Marian apparitions that occurred in Conyers, Georgia

The Marian Apparitions at Conyers, in the U.S. state of Georgia, are a series of reported visions of the Virgin Mary experienced by Nancy Fowler. These apparitions gained significant attention from both the Roman Catholic community and the general public from the late 1980s through the 1990s.

== Background ==
Nancy Fowler, a housewife in Conyers, Georgia began reporting religious visions of Jesus in 1988. In 1990, her claims evolved to include apparitions of Mary, the mother of Jesus. These apparitions were accompanied by messages from the Virgin Mary which primarily emphasized themes of repentance, prayer, and conversion. Fowler's reports quickly attracted a following, with individuals from various parts of the world visiting her farm in Conyers to witness the apparitions and hear the messages. This influx of visitors marked a significant change in the character of the area, turning it into a site of religious interest.

In 1990, Fowler's reports of apparitions took on a new dimension as she claimed to begin receiving regular visits from the Virgin Mary. From 1990 until 1994, she reported that these apparitions occurred monthly, specifically on the 13th of each month. During this period, Fowler stated that she received consistent messages during each visitation. Following May 1994, there was a notable shift in the pattern of these reported apparitions. Fowler claimed that the monthly messages ceased, and instead, she began receiving an annual message on October 13th. This date is historically significant in the context of Marian apparitions, aligning with the anniversary of the "Miracle of the Sun" during the Fatima apparitions. This annual pattern of messages continued until 1998.

== Public response ==
The apparitions at Conyers became a phenomenon, drawing thousands of pilgrims, especially on the 13th of each month, a day Fowler indicated as significant for the apparitions. The gatherings were marked by mass prayers, testimonies, and a sense of community among attendees. People of diverse backgrounds shared experiences of spiritual renewal and reported miracles and healings.

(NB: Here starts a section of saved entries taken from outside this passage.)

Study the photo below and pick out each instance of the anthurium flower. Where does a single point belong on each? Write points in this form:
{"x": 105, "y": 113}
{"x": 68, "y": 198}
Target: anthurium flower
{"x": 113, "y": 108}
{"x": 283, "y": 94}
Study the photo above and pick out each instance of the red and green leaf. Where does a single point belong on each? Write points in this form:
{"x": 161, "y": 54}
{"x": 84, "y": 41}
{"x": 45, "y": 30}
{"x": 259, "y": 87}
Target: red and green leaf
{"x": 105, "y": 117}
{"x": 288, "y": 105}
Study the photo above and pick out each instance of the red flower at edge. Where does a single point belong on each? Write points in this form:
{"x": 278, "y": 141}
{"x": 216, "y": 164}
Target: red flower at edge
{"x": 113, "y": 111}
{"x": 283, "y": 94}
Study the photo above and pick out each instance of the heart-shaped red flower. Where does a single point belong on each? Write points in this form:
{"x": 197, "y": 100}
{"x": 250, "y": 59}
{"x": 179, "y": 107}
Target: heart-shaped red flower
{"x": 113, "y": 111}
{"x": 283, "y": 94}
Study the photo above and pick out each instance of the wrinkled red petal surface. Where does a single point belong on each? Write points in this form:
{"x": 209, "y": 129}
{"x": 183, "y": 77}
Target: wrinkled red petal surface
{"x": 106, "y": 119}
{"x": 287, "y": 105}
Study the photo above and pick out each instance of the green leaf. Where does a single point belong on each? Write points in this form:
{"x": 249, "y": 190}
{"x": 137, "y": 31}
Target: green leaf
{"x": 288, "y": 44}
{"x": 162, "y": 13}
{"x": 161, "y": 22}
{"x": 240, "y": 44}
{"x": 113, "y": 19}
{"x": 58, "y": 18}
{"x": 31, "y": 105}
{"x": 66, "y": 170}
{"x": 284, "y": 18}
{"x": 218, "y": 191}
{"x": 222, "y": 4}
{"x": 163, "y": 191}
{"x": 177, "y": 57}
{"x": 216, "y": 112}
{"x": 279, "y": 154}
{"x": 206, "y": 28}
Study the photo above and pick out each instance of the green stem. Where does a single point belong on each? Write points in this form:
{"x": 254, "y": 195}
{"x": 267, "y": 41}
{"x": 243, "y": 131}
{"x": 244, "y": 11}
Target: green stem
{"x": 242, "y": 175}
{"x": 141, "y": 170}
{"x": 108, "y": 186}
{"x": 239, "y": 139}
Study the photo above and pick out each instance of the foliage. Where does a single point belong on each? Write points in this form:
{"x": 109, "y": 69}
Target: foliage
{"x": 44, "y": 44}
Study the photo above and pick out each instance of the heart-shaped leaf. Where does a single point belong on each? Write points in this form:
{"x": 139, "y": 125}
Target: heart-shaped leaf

== Position of the Catholic Church ==
The Catholic Church maintains a cautious stance towards the Conyers apparitions. While the Church has not officially endorsed the apparitions, it also does not condemn them outright. Archbishop James Patterson Lyke, O.F.M., who was Archbishop of Atlanta during the time of the apparitions, forbade priests from leading or initiating pilgrimages to Conyers. In 1994, Lyke's successor, Archbishop John Francis Donoghue, reiterated the directives to priests concerning pilgrimages to Conyers. Archbishop Donoghue was more open to the events however. In a June 12, 1994 article in the Atlanta Journal Constitution, he said of the Conyers apparitions, “People are praying. People are coming back to church who hadn’t been in church for a long time.  People’s faith is restored.  Conversions are taking place.” Portions of the Blessed Mother’s final message to Nancy were even published in the Atlanta Archdiocese newspaper, the Georgia Bulletin.

== Scientific testing ==
Numerous people visiting the site - including journalists - claimed to experience miracles, most often a mystical scent of roses.

Another aspect of the apparitions reported in Conyers was the claim that some objects, particularly rosaries, turned to gold during these events. A metallurgical analysis was conducted on one such rosary purported to have transformed during an apparition to test these claims. The results of the metallurgical testing were conclusive. Despite claims of the rosary turning gold, the analysis revealed no presence of gold in the composition of the rosary. It was found to be made of its original materials, with no alteration in its chemical or physical structure.

Another claim related to the Conyers apparitions was that the statue of the Virgin Mary exhibited signs of life, specifically a heartbeat on June 13, 1993. Joe Nickell, a senior research fellow for the Committee of Skeptical Inquiry later examined the statue using a stethoscope to verify this claim. The examination aimed to determine if there was any audible evidence supporting the claim that the statue had a heartbeat. Nickell concluded that there was no heartbeat detectable in the statue during his visit.